物事が起こってから、「私はそれを予測していた」と発言する事を、後付バイアスと言います。
人はどうやら、後付バイアスをしがちだそうです。
今度の大統領の中国訪問は成功するか否か?という質問で、事前アンケートでは「失敗する」と回答した人の多くが、訪問が成功裏に終わったと知った後は、「成功すると思っていた」と答えたそうです。「そうなると思っていた」「予測可能だった」と。予測していなかったのに、予測していたと思い込む事で、正しい予測への手立てが永遠に閉ざされます。
話は変わるのですが、多様性の時代と言いつつ、就職試験で採用を決める際、ユニークな特徴を示す人はふるいにかけられ落とされる傾向にあるそうです。画一的な基準で能力の高い人だけが採用される。そうなると、多様性はなくなる。
本書では、多様性の欠如により、どのような危険が起こり得るのか、様々な例を挙げて丁寧に説明されています。9•11から軍隊、医療、スポーツ、企業、行政から教育に至るまで。
一言で言えば、多様性のある組織では盲点が少なくなる、という事。前述した後付けバイアスも、人間の心理的盲点であり、多様性により防げる。多角的に物事を見れるからです。
一方で、組織が多様性を排除しがちなのは、効率が悪くなったり管理が複雑になるからです。
盲点を減らすことによる安全をとるか、効率を優先するのか。
例えばスポーツのチームでも、多様性は必要と言われます。ウサイン・ボルトが6人いても、そのリレーチームは勝てないのです。
能力の高い精鋭チームより、多様性のあるチームのほうが、結果を出す場合がある。
何故Googleが失敗し、Amazonが成功したのか。その鍵は心理的安全性にある。
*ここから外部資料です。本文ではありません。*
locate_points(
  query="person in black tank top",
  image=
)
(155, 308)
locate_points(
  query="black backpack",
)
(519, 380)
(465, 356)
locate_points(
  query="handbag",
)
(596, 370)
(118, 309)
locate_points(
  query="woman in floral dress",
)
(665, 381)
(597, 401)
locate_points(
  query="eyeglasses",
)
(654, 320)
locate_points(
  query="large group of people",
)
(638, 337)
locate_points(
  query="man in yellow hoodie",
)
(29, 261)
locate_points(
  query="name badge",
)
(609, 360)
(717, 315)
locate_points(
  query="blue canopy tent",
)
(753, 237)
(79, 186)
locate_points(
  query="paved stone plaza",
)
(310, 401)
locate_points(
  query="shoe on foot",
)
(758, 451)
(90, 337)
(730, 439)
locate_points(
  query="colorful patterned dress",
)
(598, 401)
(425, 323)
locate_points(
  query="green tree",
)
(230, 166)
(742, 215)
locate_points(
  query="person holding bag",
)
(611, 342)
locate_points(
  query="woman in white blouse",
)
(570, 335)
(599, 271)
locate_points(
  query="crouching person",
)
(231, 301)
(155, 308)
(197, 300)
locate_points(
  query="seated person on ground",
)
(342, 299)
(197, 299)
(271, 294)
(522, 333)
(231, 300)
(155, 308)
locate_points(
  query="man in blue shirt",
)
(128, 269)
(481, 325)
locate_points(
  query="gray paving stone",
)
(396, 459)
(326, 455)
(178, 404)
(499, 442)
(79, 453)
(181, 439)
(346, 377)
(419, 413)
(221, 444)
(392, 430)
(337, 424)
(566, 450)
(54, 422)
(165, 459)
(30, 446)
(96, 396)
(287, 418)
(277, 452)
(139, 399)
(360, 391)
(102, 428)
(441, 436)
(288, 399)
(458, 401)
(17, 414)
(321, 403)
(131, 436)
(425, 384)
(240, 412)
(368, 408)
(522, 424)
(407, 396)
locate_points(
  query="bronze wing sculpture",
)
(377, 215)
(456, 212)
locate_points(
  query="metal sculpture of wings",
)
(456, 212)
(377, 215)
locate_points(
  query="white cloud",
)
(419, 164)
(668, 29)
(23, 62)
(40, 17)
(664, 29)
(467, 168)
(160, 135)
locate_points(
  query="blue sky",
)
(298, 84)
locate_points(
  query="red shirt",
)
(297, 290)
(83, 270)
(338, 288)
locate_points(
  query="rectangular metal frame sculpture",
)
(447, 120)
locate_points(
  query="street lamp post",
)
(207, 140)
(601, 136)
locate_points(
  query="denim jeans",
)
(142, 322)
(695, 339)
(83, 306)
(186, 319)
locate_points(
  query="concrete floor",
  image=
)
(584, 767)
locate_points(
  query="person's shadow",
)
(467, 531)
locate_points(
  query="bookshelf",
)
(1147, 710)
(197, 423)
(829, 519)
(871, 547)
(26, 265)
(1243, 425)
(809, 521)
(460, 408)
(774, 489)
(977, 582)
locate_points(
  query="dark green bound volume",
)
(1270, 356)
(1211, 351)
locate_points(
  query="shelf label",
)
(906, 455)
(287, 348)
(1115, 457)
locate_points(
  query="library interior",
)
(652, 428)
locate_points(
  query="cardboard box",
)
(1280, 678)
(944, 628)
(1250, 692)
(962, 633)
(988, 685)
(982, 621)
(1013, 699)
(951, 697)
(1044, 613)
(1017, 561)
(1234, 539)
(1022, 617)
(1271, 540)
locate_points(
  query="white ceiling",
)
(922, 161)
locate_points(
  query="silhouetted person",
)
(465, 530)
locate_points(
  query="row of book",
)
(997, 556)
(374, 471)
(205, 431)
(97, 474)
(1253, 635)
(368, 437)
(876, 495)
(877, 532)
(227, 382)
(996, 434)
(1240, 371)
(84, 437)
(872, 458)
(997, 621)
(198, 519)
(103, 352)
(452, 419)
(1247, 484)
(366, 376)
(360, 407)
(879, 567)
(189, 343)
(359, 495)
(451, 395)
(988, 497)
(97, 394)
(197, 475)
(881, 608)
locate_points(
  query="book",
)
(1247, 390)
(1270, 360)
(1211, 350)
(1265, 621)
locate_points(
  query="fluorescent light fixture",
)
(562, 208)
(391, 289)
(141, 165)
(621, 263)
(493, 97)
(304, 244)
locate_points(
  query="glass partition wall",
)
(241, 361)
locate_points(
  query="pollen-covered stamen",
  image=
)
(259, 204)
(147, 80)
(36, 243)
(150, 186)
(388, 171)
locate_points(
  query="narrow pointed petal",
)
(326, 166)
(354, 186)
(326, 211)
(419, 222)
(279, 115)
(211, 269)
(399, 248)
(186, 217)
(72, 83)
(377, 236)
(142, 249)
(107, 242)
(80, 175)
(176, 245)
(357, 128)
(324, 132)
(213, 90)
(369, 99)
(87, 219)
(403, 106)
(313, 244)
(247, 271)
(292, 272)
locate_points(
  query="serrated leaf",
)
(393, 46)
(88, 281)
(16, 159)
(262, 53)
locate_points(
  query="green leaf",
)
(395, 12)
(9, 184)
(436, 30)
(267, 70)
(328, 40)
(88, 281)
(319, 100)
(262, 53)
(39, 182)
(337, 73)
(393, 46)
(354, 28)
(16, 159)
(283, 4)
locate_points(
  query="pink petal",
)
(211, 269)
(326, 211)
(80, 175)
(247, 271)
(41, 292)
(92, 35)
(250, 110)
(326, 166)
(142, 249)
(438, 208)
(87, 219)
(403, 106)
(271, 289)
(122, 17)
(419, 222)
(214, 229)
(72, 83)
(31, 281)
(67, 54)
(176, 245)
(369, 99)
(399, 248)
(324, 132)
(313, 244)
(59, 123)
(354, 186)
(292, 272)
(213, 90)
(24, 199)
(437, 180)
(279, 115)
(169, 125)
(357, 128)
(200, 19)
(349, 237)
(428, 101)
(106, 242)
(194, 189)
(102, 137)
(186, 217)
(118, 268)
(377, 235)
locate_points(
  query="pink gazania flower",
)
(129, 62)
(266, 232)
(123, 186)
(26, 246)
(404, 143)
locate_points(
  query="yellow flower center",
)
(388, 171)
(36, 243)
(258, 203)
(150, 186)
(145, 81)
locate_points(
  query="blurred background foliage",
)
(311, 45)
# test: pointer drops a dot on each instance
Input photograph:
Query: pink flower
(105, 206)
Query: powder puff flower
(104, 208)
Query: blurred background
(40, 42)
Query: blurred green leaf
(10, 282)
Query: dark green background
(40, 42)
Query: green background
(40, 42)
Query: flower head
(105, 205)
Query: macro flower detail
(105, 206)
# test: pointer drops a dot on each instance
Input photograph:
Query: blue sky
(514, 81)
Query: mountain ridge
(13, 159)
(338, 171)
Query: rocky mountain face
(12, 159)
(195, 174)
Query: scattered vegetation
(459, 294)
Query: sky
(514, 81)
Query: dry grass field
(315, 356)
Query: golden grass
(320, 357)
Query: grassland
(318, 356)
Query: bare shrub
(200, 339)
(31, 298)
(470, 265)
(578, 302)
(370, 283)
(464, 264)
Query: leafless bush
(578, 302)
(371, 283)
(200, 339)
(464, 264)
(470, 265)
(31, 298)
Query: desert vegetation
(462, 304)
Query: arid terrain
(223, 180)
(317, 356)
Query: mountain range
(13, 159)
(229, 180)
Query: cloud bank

規模が大きくなればなるほど、意外な事に多様性は減少する。例えば学生数3万人のカンザス大学と、千人のベイカー大学で、学生の繋がりに多様性があるのはベイカー大学の方だ。組織が大きければ、自分と近い人間だけで個人的社会を作れるので、結果的に多様性が失われる。
この本を読むと、自分にとって心地よい単一的社会に閉じこもる事の危険を、知る事が出来ます。
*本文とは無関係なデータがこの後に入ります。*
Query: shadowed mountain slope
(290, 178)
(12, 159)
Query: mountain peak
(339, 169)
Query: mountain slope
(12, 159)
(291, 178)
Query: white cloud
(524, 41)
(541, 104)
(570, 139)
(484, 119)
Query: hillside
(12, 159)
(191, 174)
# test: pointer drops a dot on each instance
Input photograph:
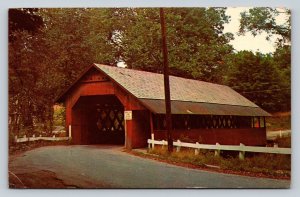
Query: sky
(248, 41)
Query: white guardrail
(34, 138)
(241, 149)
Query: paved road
(108, 166)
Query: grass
(270, 165)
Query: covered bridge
(201, 111)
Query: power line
(266, 90)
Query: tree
(258, 20)
(196, 42)
(257, 78)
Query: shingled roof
(187, 96)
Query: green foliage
(257, 77)
(267, 164)
(191, 33)
(258, 20)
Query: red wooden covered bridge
(201, 111)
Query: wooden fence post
(179, 146)
(70, 131)
(197, 149)
(163, 145)
(152, 139)
(217, 152)
(242, 153)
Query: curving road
(108, 166)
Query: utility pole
(166, 81)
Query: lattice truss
(110, 120)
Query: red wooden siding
(247, 136)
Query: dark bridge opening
(98, 120)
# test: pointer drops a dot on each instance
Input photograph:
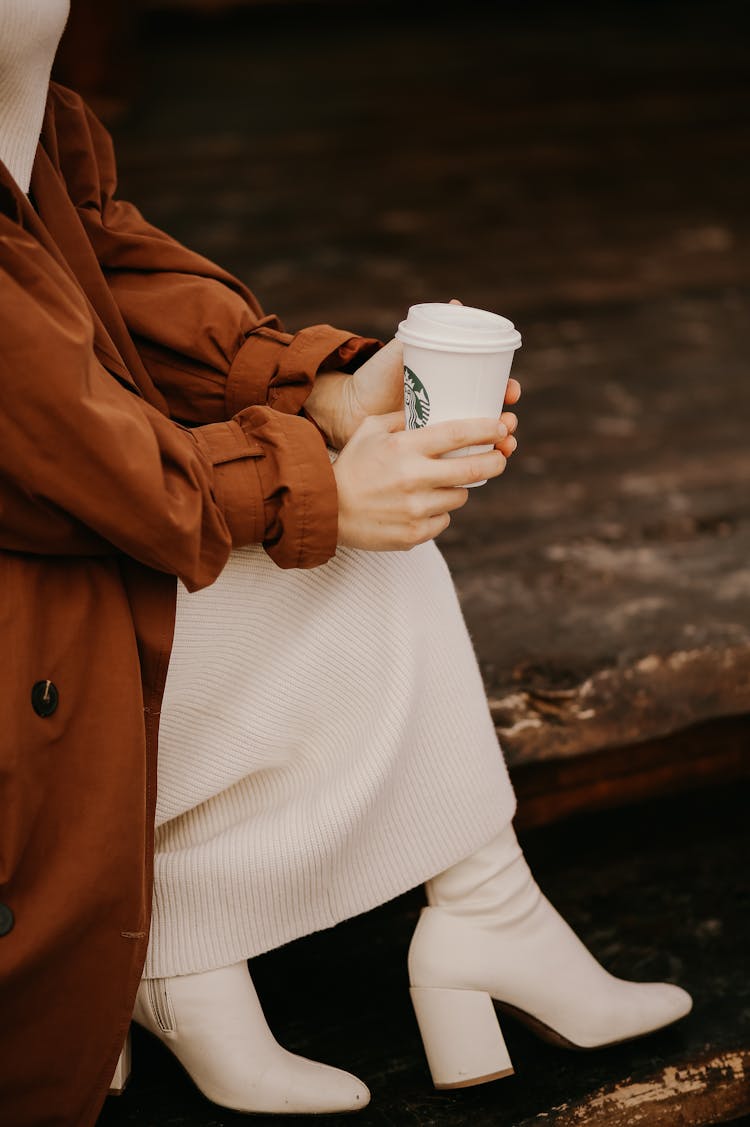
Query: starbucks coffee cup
(457, 361)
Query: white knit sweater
(29, 34)
(303, 782)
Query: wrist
(326, 407)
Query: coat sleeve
(202, 335)
(88, 467)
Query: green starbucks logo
(416, 400)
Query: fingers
(506, 446)
(512, 391)
(441, 437)
(450, 472)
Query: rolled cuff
(274, 484)
(279, 369)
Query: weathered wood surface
(693, 757)
(589, 180)
(713, 1089)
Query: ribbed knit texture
(326, 744)
(29, 34)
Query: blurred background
(583, 169)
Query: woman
(214, 530)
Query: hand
(395, 491)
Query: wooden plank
(700, 755)
(712, 1089)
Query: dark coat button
(44, 698)
(7, 920)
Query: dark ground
(658, 892)
(584, 170)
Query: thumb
(394, 420)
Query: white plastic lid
(447, 328)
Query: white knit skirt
(325, 745)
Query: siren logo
(416, 400)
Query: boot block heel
(461, 1036)
(122, 1071)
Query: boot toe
(671, 1003)
(328, 1090)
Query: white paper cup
(457, 362)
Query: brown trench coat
(149, 422)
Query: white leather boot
(491, 935)
(214, 1026)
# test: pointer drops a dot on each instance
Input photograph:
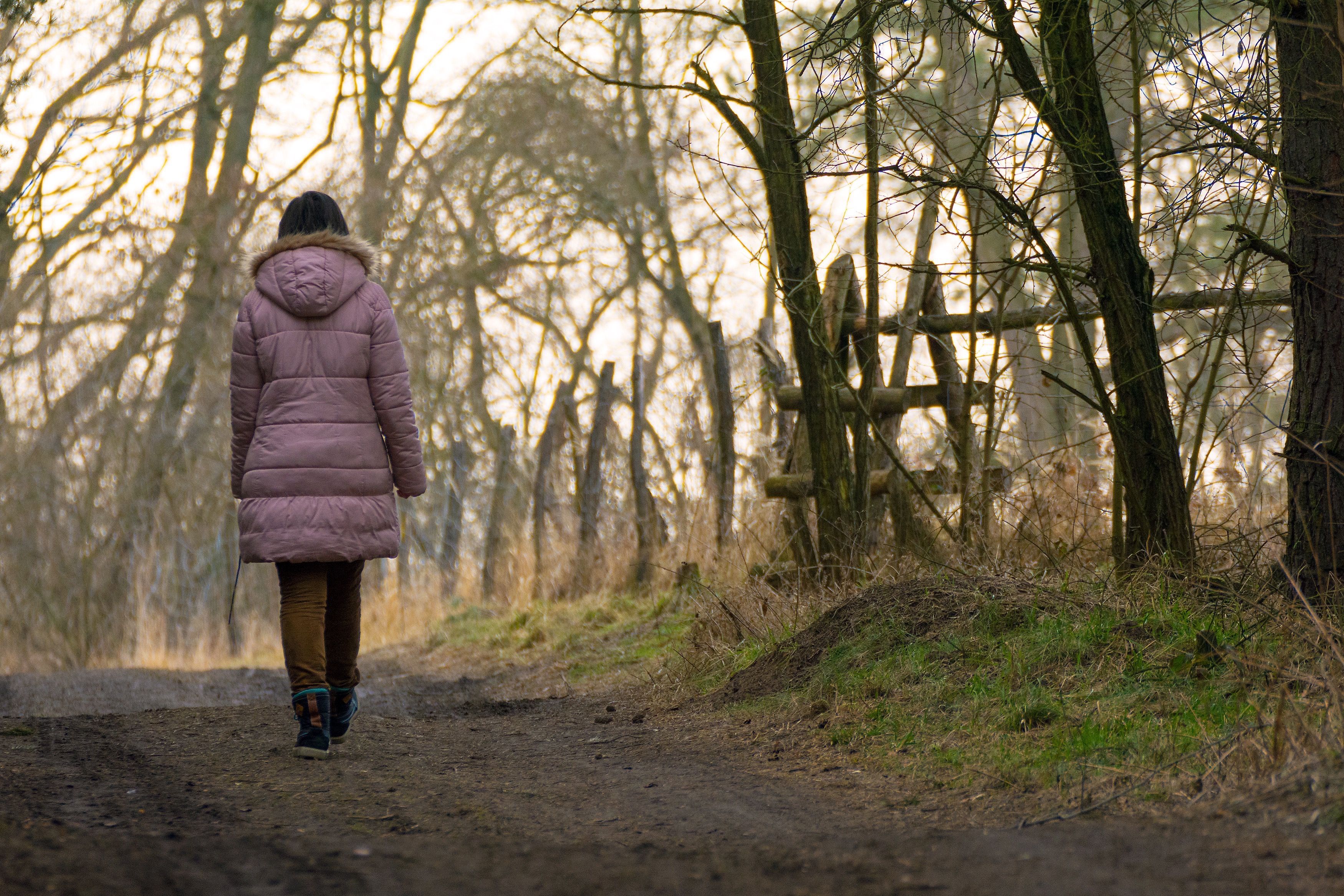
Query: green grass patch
(1031, 695)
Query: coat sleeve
(244, 396)
(390, 388)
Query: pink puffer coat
(322, 406)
多様性が失われ固定化され強固となった組織内では、人は例えば機長に意見するより死ぬ事を選ぶのです。リーダーに意見できないというだけでなく、リーダーは既に知っている筈だから言う必要はない、と思うからです。
米国のこの手の本に多いのですが、本書もみっちり書き込まれており読みやすくはありません。ですが結構面白かったので、宜しければお時間のある時に。